As someone who has used, created, and studied statistics for the better part of the past decade (or even further back if you consider my days studying the back of baseball cards as a child), it gives me no greater joy than to watch the rise of terms such as “big data”, “analytics”, and “data science.” Although these buzzwords are so new that they often don’t have set definitions, data analysis is nothing new.
As long as conscious decisions have been made - by man, animal, or machine - data analysis has been part of this world. It predates spreadsheets, computers, and even math, by thousands of years. For example, making the basic decision of what to eat is actually data analysis. You consider the descriptive elements of a food item (does it provide energy, does it taste good, is it poisonous, etc.) and then you decide whether or not to eat it. This is analogous to inputting different variables into a model that spits out an output.
What is important in both a mental model that takes seconds and a statistical model that takes hours is the understanding of the data. The first, often forgotten, assumption when creating a model is that the relationship of one variable to another actually makes sense to study. This seems so intuitive and simple that neglecting this step would be silly, but relationships in a data set are complex. They require an understanding of what the data means before a valid inference or conclusion can be verified.

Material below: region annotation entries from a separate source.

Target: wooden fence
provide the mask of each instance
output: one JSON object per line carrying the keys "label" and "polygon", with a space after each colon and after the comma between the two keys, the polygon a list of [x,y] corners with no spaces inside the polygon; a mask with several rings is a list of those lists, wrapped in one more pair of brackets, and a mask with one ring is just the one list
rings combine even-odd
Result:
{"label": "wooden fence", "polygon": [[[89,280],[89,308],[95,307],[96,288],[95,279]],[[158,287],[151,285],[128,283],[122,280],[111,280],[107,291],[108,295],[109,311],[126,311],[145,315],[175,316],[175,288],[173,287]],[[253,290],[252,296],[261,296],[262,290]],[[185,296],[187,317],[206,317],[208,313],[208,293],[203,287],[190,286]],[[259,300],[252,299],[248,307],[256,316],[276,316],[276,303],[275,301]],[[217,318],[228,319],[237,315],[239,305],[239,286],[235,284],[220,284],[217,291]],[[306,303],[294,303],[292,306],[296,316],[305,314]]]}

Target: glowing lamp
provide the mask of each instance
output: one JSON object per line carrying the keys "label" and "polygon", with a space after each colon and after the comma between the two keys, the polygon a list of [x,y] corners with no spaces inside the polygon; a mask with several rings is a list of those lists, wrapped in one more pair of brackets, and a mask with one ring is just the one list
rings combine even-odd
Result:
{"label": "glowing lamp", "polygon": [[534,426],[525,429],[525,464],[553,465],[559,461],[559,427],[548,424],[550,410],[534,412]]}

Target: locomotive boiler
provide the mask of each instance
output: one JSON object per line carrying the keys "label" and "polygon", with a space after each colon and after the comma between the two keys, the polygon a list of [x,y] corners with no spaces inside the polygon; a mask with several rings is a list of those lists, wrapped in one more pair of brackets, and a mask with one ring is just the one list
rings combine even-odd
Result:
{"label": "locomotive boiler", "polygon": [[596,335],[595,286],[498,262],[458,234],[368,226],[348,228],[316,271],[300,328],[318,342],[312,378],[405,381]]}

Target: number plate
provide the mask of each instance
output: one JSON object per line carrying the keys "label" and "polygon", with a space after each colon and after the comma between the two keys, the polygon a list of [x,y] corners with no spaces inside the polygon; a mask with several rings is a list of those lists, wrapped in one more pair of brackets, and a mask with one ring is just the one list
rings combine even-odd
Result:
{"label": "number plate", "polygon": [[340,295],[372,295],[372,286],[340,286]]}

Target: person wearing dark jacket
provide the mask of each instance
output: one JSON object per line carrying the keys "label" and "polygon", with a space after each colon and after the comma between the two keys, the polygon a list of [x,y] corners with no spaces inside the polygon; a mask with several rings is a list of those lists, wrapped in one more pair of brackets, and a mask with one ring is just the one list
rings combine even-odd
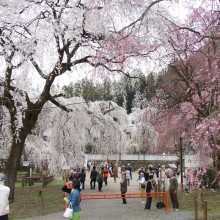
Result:
{"label": "person wearing dark jacket", "polygon": [[82,190],[84,190],[85,189],[85,180],[86,180],[86,173],[85,173],[84,169],[82,169],[81,173],[79,174],[79,180],[80,180],[81,188],[82,188]]}
{"label": "person wearing dark jacket", "polygon": [[96,182],[97,170],[94,166],[91,173],[90,173],[90,187],[91,189],[95,189],[95,182]]}
{"label": "person wearing dark jacket", "polygon": [[62,191],[66,192],[68,194],[71,193],[73,188],[73,182],[72,181],[68,181],[63,187],[62,187]]}
{"label": "person wearing dark jacket", "polygon": [[125,194],[127,192],[127,180],[126,180],[126,174],[122,173],[121,174],[121,182],[120,182],[120,186],[121,186],[121,198],[123,203],[122,204],[127,204],[126,198],[125,198]]}
{"label": "person wearing dark jacket", "polygon": [[154,189],[152,180],[153,180],[153,176],[150,175],[149,180],[147,181],[147,184],[146,184],[147,201],[145,205],[145,210],[147,211],[150,211],[151,203],[152,203],[152,197],[150,197],[150,192]]}

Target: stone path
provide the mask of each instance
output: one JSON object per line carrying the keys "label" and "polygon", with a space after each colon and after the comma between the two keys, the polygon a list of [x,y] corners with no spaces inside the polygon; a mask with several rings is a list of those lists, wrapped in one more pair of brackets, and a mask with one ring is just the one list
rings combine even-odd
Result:
{"label": "stone path", "polygon": [[[89,177],[89,173],[87,173]],[[103,186],[102,192],[90,190],[89,178],[86,180],[86,188],[82,193],[120,193],[120,178],[114,183],[113,178],[108,178],[108,186]],[[97,187],[96,187],[97,188]],[[133,180],[128,187],[128,193],[138,192],[137,173],[133,174]],[[153,199],[154,200],[154,199]],[[121,199],[108,200],[86,200],[81,202],[81,220],[193,220],[192,212],[170,212],[166,213],[164,209],[157,209],[155,203],[152,203],[151,211],[144,209],[145,204],[140,199],[127,199],[128,204],[122,204]],[[180,206],[181,208],[181,206]],[[28,218],[26,220],[62,220],[63,212]]]}

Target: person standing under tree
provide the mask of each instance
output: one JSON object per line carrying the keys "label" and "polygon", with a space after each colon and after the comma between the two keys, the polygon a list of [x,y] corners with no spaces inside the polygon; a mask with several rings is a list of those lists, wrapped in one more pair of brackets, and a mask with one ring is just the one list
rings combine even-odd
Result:
{"label": "person standing under tree", "polygon": [[91,187],[91,189],[95,189],[96,176],[97,176],[97,170],[96,170],[96,167],[93,166],[93,169],[90,173],[90,187]]}
{"label": "person standing under tree", "polygon": [[127,204],[126,198],[125,198],[125,193],[127,192],[127,180],[126,180],[126,174],[122,173],[121,174],[121,182],[120,182],[120,186],[121,186],[121,198],[123,203],[122,204]]}
{"label": "person standing under tree", "polygon": [[104,168],[104,182],[105,182],[105,186],[107,186],[108,184],[108,168],[107,166]]}
{"label": "person standing under tree", "polygon": [[152,203],[152,197],[150,196],[150,192],[154,190],[152,180],[153,180],[153,175],[150,175],[149,180],[147,181],[147,184],[146,184],[147,200],[146,200],[145,210],[147,211],[150,211],[151,203]]}
{"label": "person standing under tree", "polygon": [[170,186],[169,186],[170,199],[173,206],[173,209],[171,210],[175,210],[176,212],[178,212],[179,211],[179,202],[177,199],[178,181],[174,176],[173,171],[169,173],[169,177],[170,177]]}
{"label": "person standing under tree", "polygon": [[86,173],[85,170],[82,168],[81,173],[79,174],[79,180],[81,184],[81,189],[85,189],[85,180],[86,180]]}
{"label": "person standing under tree", "polygon": [[64,200],[67,203],[71,203],[72,207],[73,207],[73,218],[72,220],[80,220],[80,202],[81,202],[81,198],[80,198],[80,182],[78,182],[77,184],[75,184],[74,186],[74,190],[71,192],[70,196],[67,198],[65,198]]}
{"label": "person standing under tree", "polygon": [[98,189],[99,192],[102,191],[102,184],[103,184],[103,172],[102,169],[99,170],[97,176],[96,176],[96,182],[98,183]]}
{"label": "person standing under tree", "polygon": [[0,220],[8,220],[10,188],[4,185],[5,174],[0,173]]}

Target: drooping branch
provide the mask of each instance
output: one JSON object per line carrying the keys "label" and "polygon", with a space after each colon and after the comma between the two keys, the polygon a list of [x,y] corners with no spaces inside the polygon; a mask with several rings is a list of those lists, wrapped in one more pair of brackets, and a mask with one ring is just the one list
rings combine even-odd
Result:
{"label": "drooping branch", "polygon": [[66,112],[71,112],[72,109],[68,109],[66,106],[60,104],[58,101],[56,101],[52,96],[49,97],[49,100],[54,104],[56,105],[57,107],[63,109],[64,111]]}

“Causation” and “correlation” are not the only ways to classify data relationships. Instead, they are two ends on a classification spectrum. This is what separates analysts from computers. Any computer can create a great model from data, but it is the expert who derives meaning and application from that model. Often a single data point can have many levels of meaning, which is something only an analyst of the data can understand.

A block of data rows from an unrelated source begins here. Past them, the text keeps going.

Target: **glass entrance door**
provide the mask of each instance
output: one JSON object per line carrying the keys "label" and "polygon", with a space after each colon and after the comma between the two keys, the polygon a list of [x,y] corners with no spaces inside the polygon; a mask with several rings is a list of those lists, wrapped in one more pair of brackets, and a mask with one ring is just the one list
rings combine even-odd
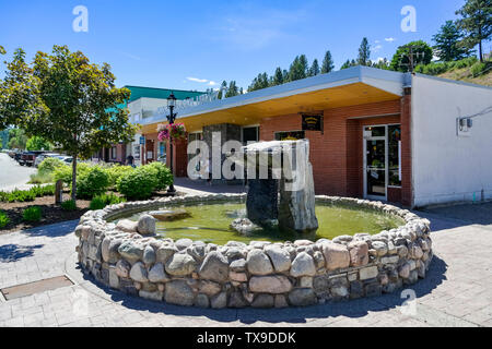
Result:
{"label": "glass entrance door", "polygon": [[386,127],[364,128],[364,196],[374,200],[387,197],[387,137]]}
{"label": "glass entrance door", "polygon": [[386,141],[366,141],[366,195],[386,197]]}

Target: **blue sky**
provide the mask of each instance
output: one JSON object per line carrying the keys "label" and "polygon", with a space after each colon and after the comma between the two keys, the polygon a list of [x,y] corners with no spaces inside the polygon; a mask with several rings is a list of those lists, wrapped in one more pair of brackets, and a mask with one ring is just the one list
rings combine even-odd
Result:
{"label": "blue sky", "polygon": [[[288,69],[295,56],[336,69],[356,58],[362,38],[372,59],[390,59],[397,47],[432,36],[465,0],[272,1],[0,1],[0,45],[28,58],[52,45],[108,62],[117,85],[204,91],[223,80],[247,88],[260,72]],[[89,11],[89,32],[75,33],[72,10]],[[417,10],[417,32],[403,33],[405,5]],[[10,55],[7,56],[10,58]],[[0,64],[3,76],[3,64]]]}

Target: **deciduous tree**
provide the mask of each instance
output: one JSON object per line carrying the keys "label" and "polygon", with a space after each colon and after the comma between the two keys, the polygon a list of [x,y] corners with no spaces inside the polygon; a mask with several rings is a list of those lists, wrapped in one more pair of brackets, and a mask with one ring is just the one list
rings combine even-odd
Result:
{"label": "deciduous tree", "polygon": [[9,64],[7,86],[30,82],[33,87],[3,104],[0,115],[15,110],[22,116],[16,123],[28,134],[44,137],[73,157],[75,200],[78,158],[133,140],[137,127],[128,122],[128,110],[121,107],[130,91],[115,86],[109,64],[91,64],[81,51],[71,52],[67,46],[54,46],[51,55],[37,52],[32,67],[24,57],[19,50]]}

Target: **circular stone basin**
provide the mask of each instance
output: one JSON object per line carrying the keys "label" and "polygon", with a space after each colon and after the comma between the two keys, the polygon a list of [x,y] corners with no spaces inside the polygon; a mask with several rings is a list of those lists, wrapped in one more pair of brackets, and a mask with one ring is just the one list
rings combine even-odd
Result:
{"label": "circular stone basin", "polygon": [[[169,304],[285,308],[391,293],[425,278],[433,260],[430,221],[407,209],[316,196],[317,237],[261,232],[246,238],[229,230],[244,214],[245,200],[244,194],[207,194],[87,212],[74,231],[81,269],[120,292]],[[115,224],[163,208],[191,210],[191,218],[163,222],[155,237],[144,236],[154,228],[149,216]],[[198,236],[183,239],[192,233]],[[318,239],[324,233],[339,236]]]}
{"label": "circular stone basin", "polygon": [[138,213],[129,219],[137,221],[142,214],[150,214],[160,220],[156,222],[156,233],[160,238],[191,239],[219,245],[230,241],[249,243],[251,241],[284,242],[300,239],[316,241],[323,238],[332,240],[339,236],[353,236],[360,232],[374,234],[405,225],[405,220],[399,217],[366,208],[318,204],[316,215],[319,229],[315,234],[286,232],[273,228],[243,236],[233,231],[230,225],[235,218],[246,217],[244,204],[212,203],[180,207],[163,206],[160,212],[161,215],[156,215],[155,212]]}

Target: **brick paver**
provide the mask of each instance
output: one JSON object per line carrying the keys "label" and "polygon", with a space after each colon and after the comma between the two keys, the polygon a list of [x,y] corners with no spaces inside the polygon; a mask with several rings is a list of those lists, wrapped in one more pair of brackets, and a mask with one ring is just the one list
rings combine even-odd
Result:
{"label": "brick paver", "polygon": [[201,310],[127,297],[84,278],[70,221],[0,236],[0,288],[60,275],[75,282],[1,298],[0,326],[492,326],[492,224],[419,214],[433,224],[436,257],[427,278],[411,287],[412,313],[400,293],[283,310]]}

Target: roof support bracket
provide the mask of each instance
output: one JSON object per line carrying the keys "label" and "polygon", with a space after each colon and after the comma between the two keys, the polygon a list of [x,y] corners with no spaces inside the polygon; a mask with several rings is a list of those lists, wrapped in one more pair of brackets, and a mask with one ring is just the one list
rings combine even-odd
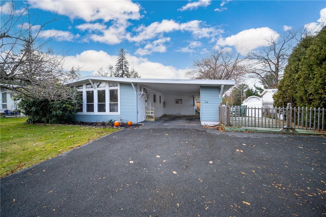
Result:
{"label": "roof support bracket", "polygon": [[95,86],[95,85],[94,84],[94,83],[93,83],[93,82],[92,81],[92,80],[90,79],[89,79],[88,80],[89,81],[89,82],[91,83],[91,84],[92,85],[92,86],[93,86],[93,87],[94,88],[96,89],[96,86]]}
{"label": "roof support bracket", "polygon": [[222,96],[223,95],[223,89],[224,89],[224,85],[222,85],[221,86],[221,92],[220,92],[220,98],[222,98]]}
{"label": "roof support bracket", "polygon": [[134,91],[135,92],[135,93],[136,93],[137,92],[136,91],[136,88],[135,88],[135,85],[134,85],[134,83],[132,82],[130,82],[130,83],[131,84],[131,86],[132,86],[132,88],[134,88]]}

This is where PareUp fits into the world of food waste data. Very little academic research has been done on commercial food waste, but that does not mean it doesn’t exist. It may be raw and less extensive than what one might want in a perfect world, but the relationships are still there to be found.
Let’s look at a simple example. Imagine a hypothetical bakery gives us data with only two variables: time and the number of items that are considered waste at the end of a day. There is not a lot to work with initially, but upon further review, something is going on. We notice a simple plot of time versus waste may look like this:
After a superficial analysis of the data, it is easy to conclude that there is some clear relationship. But where does it fall on the correlation/causation spectrum? It would be pretty reckless to conclude causation – that every incremental day of the month could cause an increase in waste. It also wouldn’t really make sense. During this time period, there might have been a number of other changes, like in-store controlled activities (such as changes in production, price, or item variety), changes that impact store traffic (such as economic or environmental factors), or changes in attitude towards the store or items in the store. In this case, time may actually be the proxy for any or all of those factors. What we actually see is pretty clear correlation, but doing the analysis into why these variables are correlated will give us a good start into figuring out the cause(s) of the underlying trend. PareUp is working with a number of stores to do just that.

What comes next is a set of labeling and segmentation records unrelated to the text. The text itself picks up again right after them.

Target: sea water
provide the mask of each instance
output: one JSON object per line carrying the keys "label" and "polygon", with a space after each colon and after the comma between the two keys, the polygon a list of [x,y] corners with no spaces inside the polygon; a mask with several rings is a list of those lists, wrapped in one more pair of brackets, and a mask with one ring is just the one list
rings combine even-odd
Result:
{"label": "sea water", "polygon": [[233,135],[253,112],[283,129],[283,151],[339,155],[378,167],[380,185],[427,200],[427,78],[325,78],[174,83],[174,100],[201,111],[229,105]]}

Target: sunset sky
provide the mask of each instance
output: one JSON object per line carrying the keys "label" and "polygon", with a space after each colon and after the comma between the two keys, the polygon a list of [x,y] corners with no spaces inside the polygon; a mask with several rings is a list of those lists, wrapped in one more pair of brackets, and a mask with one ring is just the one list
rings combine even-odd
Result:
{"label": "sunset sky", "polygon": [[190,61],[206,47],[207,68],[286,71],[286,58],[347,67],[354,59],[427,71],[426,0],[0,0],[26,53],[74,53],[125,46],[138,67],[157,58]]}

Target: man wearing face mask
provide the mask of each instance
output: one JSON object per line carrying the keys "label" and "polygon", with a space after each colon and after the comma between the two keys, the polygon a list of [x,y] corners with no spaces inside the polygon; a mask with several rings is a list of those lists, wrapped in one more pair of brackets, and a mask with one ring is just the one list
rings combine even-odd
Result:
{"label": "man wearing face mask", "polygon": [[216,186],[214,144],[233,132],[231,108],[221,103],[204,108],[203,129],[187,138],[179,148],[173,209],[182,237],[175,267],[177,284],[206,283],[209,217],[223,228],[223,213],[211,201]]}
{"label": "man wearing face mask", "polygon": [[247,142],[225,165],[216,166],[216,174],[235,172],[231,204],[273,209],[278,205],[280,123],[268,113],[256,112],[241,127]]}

Data analysis has been heavily invested and analyzed in many industries, from marketing to athletics, but it is still very young in the world of food. This is not only due to a lack of data but also a lack of understanding about the story data can tell. Statistics do not discriminate by industry. The statistical techniques and theories that help marketers individually focus their advertisements are the same as the ones that help baseball franchises create winning teams and are the same as the ones that PareUp is using to help stores reduce waste. What we know is true, though, is that there is a causation relationship between more data and a reduction of waste. We’re just getting started, and we look forward to sharing what we find!